Friday, November 6, 2015

Classic "Mackerel Sky" Creates Beauty Over Vermont

"Mackerel sky" over St. Albans, Vermont Thursday afternoon.  
You'll see in this post that I enjoyed some beautiful clouds that drifted over my home in northwestern Vermont Thursday afternoon.

You'd better appreciate them, because I had to endure near record temperatures of around 70 degrees to capture these images.

Yes, weather photographers do have to put up with brutal conditions when documenting changing conditions.

Anyway, this was a classic case of mackerel sky, named so because the clouds resemble scales of the fish.

As always, there are different forms mackerel sky can take. Often, their size is smaller, and are in the form of clouds much higher aloft than the ones you see here. Those higher, somewhat wispier ones are almost always a sign that precipitation is on the way.

The ones you see in these photographs are lower in elevation, and are often a sign of a temporary improvement in weather before a cold front comes along. (You can click on each photo to make them bigger and easier to see.)

This was true. The sky was partly to mostly cloudy throughout Thursday, and at one point, some darkish ones threatened showers.

But the threatening clouds passed by mid afternoon, and we were left with these striking clouds you see in this here blog post thingy.

What was also true is these mackerel clouds, - altocumulus if you want to get all jargon-y, were indeed appearing out ahead of a cold front.
Another view of mackerel sky - altocumulus clouds -
over St. Albans, Vermont Thursday.  

The airmass we were in yesterday was part of a broad area of record and near record high temperatures across much of the eastern third of the nation.

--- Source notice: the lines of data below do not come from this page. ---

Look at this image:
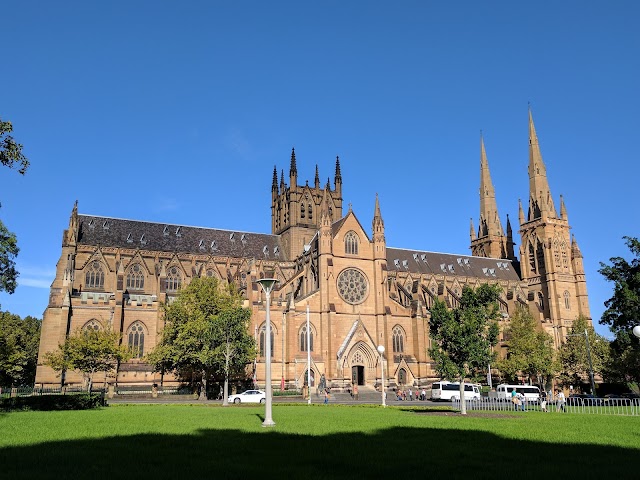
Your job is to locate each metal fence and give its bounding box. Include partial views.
[451,397,640,416]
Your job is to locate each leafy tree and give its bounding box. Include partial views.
[598,237,640,384]
[429,284,501,415]
[147,278,255,404]
[0,220,20,293]
[44,329,131,393]
[0,118,29,294]
[559,315,610,395]
[0,118,29,175]
[496,308,556,384]
[0,312,40,387]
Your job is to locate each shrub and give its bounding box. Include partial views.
[0,393,107,412]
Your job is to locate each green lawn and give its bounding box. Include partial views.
[0,405,640,480]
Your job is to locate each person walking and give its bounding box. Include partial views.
[556,390,566,413]
[540,390,548,412]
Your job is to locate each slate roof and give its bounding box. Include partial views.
[387,248,520,282]
[78,215,288,261]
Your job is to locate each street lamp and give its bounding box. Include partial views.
[257,278,278,427]
[566,327,596,396]
[378,345,387,407]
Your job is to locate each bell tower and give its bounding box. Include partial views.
[271,148,342,259]
[519,110,591,346]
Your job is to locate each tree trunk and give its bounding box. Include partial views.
[198,370,207,402]
[222,342,229,407]
[460,377,467,415]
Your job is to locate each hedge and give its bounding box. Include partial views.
[0,393,107,412]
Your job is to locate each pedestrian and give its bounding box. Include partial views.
[556,390,566,413]
[540,390,548,412]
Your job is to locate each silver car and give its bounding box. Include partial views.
[229,390,267,403]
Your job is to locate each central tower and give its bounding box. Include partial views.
[271,148,342,259]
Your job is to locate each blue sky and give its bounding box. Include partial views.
[0,1,640,333]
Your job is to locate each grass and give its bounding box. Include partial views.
[0,405,640,480]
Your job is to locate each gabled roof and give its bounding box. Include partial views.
[78,215,288,261]
[387,248,520,282]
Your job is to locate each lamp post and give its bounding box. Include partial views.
[307,303,311,405]
[257,278,278,427]
[566,328,596,396]
[378,345,387,407]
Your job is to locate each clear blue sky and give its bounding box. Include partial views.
[0,1,640,333]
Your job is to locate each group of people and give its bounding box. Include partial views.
[511,389,567,412]
[396,388,427,401]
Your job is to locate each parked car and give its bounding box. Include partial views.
[567,393,605,407]
[229,390,267,403]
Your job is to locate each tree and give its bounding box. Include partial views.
[211,308,256,405]
[0,118,29,294]
[0,118,29,175]
[429,284,501,415]
[0,312,41,387]
[0,220,20,294]
[496,308,556,384]
[147,278,255,404]
[559,315,609,395]
[44,329,131,393]
[598,237,640,384]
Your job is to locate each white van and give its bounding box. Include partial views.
[496,384,540,403]
[431,380,480,402]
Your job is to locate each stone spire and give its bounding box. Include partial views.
[271,165,278,195]
[334,156,342,195]
[527,109,556,221]
[478,136,504,237]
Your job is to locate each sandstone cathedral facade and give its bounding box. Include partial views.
[36,112,590,387]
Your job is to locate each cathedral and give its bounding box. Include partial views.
[36,112,590,388]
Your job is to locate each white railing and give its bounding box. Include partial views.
[451,397,640,416]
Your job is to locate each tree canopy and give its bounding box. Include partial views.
[0,118,29,294]
[0,312,41,386]
[44,329,131,392]
[0,118,29,175]
[429,284,501,414]
[496,308,556,384]
[598,237,640,384]
[558,315,609,395]
[147,278,255,402]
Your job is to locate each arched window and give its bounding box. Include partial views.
[300,325,313,352]
[82,318,102,332]
[538,292,544,310]
[127,263,144,290]
[392,326,404,353]
[127,322,144,358]
[344,231,358,255]
[84,262,104,288]
[167,267,182,292]
[398,368,407,385]
[259,325,275,358]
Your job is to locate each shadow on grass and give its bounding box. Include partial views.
[0,428,638,480]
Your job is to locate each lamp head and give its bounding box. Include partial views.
[256,278,278,293]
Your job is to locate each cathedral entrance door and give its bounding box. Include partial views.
[351,365,364,385]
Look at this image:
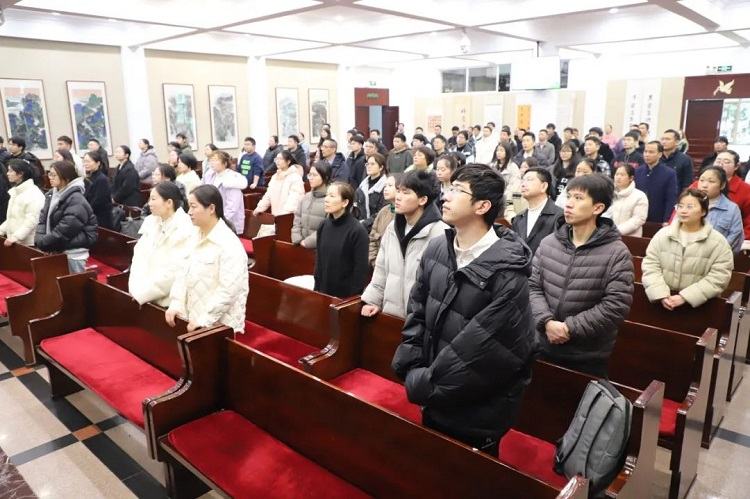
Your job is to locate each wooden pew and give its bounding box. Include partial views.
[0,237,69,365]
[29,272,228,448]
[146,333,588,498]
[302,298,664,498]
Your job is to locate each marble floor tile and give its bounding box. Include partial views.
[18,442,136,499]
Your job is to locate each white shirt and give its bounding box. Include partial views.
[453,227,500,269]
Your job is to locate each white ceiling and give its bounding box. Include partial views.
[0,0,750,67]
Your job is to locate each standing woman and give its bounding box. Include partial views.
[292,161,332,249]
[253,150,305,216]
[641,188,734,310]
[0,159,44,246]
[165,186,248,333]
[83,151,114,229]
[128,182,196,307]
[202,151,247,234]
[354,152,388,233]
[609,163,652,237]
[314,181,369,298]
[112,146,141,206]
[34,162,98,274]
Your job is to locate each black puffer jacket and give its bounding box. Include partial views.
[393,226,537,437]
[34,178,97,253]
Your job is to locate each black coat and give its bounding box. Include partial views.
[112,160,141,206]
[34,185,97,253]
[511,198,563,253]
[393,226,538,437]
[86,169,114,229]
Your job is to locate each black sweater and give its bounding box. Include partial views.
[315,213,370,298]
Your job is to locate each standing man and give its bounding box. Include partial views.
[511,166,563,253]
[529,174,636,377]
[635,140,677,226]
[393,165,537,457]
[661,128,695,193]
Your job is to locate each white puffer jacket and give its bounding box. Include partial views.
[0,179,44,246]
[128,208,198,307]
[169,220,248,333]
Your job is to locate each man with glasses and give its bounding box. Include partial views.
[393,165,537,457]
[512,166,563,253]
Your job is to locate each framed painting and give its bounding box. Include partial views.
[0,78,52,159]
[162,83,198,151]
[308,88,329,144]
[67,81,114,155]
[276,88,299,139]
[208,85,240,149]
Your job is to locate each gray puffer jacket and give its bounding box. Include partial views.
[292,189,326,248]
[529,217,633,361]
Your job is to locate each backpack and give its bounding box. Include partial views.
[553,380,633,496]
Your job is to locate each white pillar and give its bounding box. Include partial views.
[121,46,154,149]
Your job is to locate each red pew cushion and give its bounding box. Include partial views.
[240,237,253,256]
[331,368,422,423]
[236,321,320,368]
[41,328,175,428]
[659,399,680,437]
[500,430,568,488]
[168,411,367,498]
[0,274,29,316]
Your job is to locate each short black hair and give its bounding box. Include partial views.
[398,170,440,206]
[451,163,505,227]
[567,174,615,218]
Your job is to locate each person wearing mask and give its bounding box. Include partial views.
[239,137,266,189]
[128,183,195,307]
[641,188,734,311]
[175,153,201,195]
[204,151,247,234]
[529,175,634,377]
[83,151,114,230]
[135,139,159,182]
[387,133,414,173]
[661,128,694,192]
[635,140,677,225]
[164,186,248,333]
[354,153,388,234]
[512,169,563,254]
[392,165,537,457]
[314,181,369,298]
[361,170,448,319]
[292,161,331,249]
[0,159,44,246]
[34,162,98,274]
[253,150,305,216]
[112,146,141,206]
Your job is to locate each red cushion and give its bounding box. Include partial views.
[500,430,568,489]
[169,411,367,498]
[240,237,253,256]
[41,328,175,428]
[331,369,422,423]
[237,321,320,368]
[659,399,680,437]
[86,258,122,282]
[0,274,29,316]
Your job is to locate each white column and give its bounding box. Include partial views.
[120,46,154,151]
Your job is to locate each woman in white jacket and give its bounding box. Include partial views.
[0,159,44,246]
[128,182,196,307]
[165,185,248,333]
[609,163,648,237]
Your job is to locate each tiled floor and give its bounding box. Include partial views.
[0,327,750,499]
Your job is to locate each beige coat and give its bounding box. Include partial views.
[641,220,734,307]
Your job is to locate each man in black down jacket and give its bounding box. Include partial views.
[529,174,633,377]
[393,165,537,456]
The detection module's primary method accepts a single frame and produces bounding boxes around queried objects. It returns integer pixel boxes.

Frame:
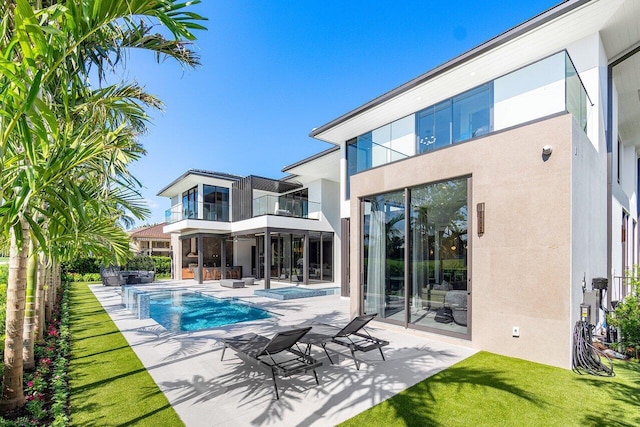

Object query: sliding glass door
[363,191,405,323]
[361,177,470,336]
[409,178,468,334]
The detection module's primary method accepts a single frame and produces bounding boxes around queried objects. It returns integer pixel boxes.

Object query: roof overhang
[282,147,340,182]
[310,0,640,144]
[157,169,242,197]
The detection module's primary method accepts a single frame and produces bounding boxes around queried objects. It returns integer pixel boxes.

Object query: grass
[69,282,184,426]
[342,352,640,427]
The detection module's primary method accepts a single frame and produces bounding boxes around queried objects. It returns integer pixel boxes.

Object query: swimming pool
[253,286,338,300]
[127,290,273,332]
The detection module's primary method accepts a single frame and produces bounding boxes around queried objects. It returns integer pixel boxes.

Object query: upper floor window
[346,51,592,198]
[202,184,229,221]
[182,187,198,219]
[416,83,493,153]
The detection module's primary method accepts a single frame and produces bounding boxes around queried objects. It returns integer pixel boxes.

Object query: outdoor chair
[220,327,322,399]
[300,314,389,369]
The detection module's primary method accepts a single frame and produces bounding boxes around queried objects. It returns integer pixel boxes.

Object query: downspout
[605,64,620,309]
[606,43,640,309]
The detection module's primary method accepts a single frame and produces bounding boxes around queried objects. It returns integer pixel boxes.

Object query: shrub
[151,256,171,275]
[607,268,640,359]
[62,257,100,274]
[81,273,101,282]
[125,255,155,271]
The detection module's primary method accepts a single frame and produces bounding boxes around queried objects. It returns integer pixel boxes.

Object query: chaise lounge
[220,327,322,399]
[300,314,389,369]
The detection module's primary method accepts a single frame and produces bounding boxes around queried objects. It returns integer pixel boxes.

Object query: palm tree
[0,0,202,409]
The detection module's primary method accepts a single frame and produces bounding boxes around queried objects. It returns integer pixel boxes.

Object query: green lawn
[342,352,640,427]
[69,283,184,427]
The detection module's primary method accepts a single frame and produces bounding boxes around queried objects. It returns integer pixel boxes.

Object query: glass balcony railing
[164,203,229,224]
[253,195,320,219]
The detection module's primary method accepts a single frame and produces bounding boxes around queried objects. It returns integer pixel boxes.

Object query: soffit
[280,150,340,182]
[613,53,640,146]
[315,0,624,144]
[600,0,640,146]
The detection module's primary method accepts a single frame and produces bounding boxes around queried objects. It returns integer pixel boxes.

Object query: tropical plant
[0,0,202,409]
[607,267,640,359]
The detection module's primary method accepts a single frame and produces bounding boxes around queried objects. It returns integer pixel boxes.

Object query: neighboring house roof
[129,222,171,240]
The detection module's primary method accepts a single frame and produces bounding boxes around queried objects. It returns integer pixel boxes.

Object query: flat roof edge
[309,0,594,139]
[281,145,340,172]
[156,169,243,196]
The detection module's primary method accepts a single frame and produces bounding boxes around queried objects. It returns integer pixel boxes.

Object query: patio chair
[220,327,322,399]
[300,314,389,369]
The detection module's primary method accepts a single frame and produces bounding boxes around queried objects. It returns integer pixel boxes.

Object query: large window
[202,184,229,221]
[361,178,469,336]
[347,115,415,198]
[409,178,468,334]
[416,83,493,153]
[346,51,591,199]
[182,187,198,219]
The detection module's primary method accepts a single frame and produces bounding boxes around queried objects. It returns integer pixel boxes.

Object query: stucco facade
[350,114,606,368]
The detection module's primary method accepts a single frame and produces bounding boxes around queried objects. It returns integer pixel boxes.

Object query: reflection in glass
[409,178,468,333]
[453,83,493,142]
[363,191,405,322]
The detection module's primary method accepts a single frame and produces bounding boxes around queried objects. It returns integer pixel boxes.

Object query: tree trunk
[22,239,38,371]
[44,263,54,322]
[33,255,47,344]
[0,220,29,411]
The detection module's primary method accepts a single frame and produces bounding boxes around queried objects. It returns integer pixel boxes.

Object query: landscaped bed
[3,283,640,426]
[69,283,183,426]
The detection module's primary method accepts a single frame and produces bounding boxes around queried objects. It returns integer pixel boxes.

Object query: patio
[91,281,475,426]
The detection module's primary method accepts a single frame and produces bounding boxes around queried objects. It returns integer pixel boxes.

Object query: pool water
[149,291,272,332]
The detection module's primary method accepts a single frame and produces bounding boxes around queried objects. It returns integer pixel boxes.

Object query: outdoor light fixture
[476,202,484,237]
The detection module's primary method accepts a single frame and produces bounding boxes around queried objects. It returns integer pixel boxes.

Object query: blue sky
[125,0,559,227]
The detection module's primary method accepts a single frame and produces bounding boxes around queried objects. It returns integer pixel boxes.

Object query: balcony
[253,195,320,219]
[164,203,229,224]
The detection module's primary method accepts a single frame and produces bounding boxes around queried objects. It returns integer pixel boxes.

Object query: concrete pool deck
[91,280,476,427]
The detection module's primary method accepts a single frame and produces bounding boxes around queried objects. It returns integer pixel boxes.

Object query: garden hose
[571,320,615,377]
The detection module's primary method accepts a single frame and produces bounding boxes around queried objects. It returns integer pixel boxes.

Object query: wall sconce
[476,202,484,237]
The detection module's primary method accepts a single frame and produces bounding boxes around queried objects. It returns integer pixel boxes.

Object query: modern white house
[159,0,640,368]
[311,0,640,368]
[158,155,341,294]
[127,223,171,256]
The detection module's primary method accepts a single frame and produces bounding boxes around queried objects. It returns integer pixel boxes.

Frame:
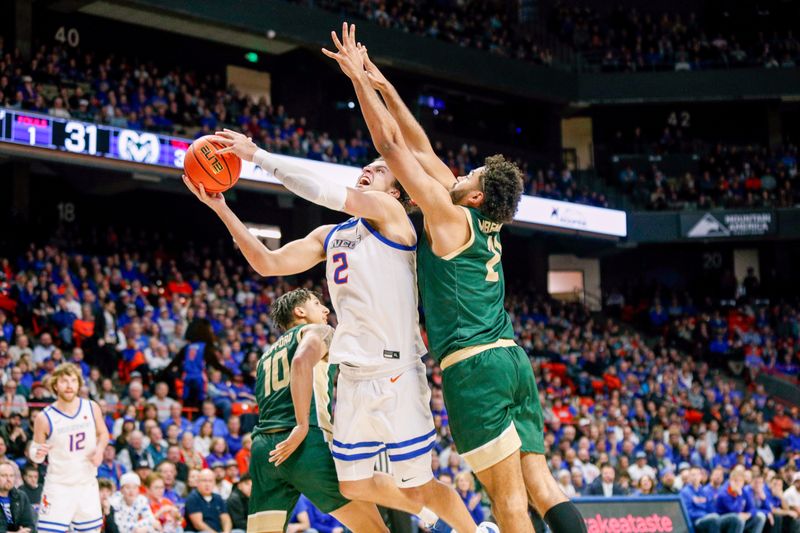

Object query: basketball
[183,135,242,194]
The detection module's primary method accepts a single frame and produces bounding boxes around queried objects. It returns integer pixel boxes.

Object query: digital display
[0,108,627,237]
[0,108,191,169]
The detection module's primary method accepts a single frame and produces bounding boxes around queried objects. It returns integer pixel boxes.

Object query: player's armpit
[253,225,334,276]
[301,324,334,356]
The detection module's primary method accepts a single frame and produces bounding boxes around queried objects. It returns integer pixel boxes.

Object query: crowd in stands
[0,33,607,210]
[0,222,800,531]
[617,144,800,210]
[548,2,800,72]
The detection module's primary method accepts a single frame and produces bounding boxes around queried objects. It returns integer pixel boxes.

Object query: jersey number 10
[261,348,290,396]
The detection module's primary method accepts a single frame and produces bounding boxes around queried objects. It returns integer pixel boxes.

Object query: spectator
[147,381,180,422]
[0,462,36,532]
[97,441,128,490]
[628,451,656,483]
[716,468,766,533]
[585,463,625,498]
[109,472,161,533]
[19,464,44,514]
[186,468,231,533]
[117,430,155,472]
[681,467,740,533]
[97,478,119,533]
[156,458,188,505]
[0,379,28,418]
[193,400,228,438]
[144,473,183,533]
[225,473,253,531]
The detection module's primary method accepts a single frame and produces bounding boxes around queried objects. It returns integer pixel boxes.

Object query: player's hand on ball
[269,424,308,466]
[357,43,389,91]
[211,128,258,161]
[322,22,365,80]
[183,175,225,210]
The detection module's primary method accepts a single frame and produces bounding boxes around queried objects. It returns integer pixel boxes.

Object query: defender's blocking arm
[322,22,470,251]
[358,43,456,190]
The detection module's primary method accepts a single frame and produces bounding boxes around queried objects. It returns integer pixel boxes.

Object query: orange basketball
[183,135,242,194]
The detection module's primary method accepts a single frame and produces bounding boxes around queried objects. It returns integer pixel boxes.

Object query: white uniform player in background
[184,130,496,533]
[29,363,108,533]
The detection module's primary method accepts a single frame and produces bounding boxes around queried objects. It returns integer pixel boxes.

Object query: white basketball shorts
[331,361,436,488]
[36,477,103,533]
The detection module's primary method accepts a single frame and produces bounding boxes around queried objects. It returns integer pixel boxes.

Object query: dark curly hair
[269,289,322,331]
[480,154,523,224]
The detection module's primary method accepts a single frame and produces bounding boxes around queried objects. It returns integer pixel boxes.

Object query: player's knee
[400,482,433,507]
[339,481,369,500]
[492,491,528,520]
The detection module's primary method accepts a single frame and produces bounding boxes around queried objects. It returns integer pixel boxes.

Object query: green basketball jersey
[253,324,336,436]
[417,207,514,361]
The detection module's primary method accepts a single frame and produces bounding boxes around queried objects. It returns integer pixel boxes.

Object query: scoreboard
[0,107,628,238]
[0,108,191,169]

The high temperature in Burlington, Vermont - close to my house - was 70 degrees Thursday, missing the record high for the date by just two degrees.

Meanwhile, Montpelier, Vermont set a record high of 73 degrees Thursday. St. Johnsbury, Vermont also had a record high, 71 degrees there.

Massena, in northern New York had a record high of 73. Even the summit of Mount Mansfield, Vermont got into the act, reaching a record high of 58 degrees.

After another very warm day today, a cold front will sweep through later, dropping daytime temperatures into the more seasonable 40s and low 50s.

The warm weather mackerel sky over my house Thursday did its job by forecasting an approaching cold front more beautifully than any human could.

1 comment:

  1. My outdoor thermometer read 76 degrees this afternoon in Barre at 1:00 pm. Right now it is still warm out and 74-degrees (2:40 p.m.). Weird and warm for November.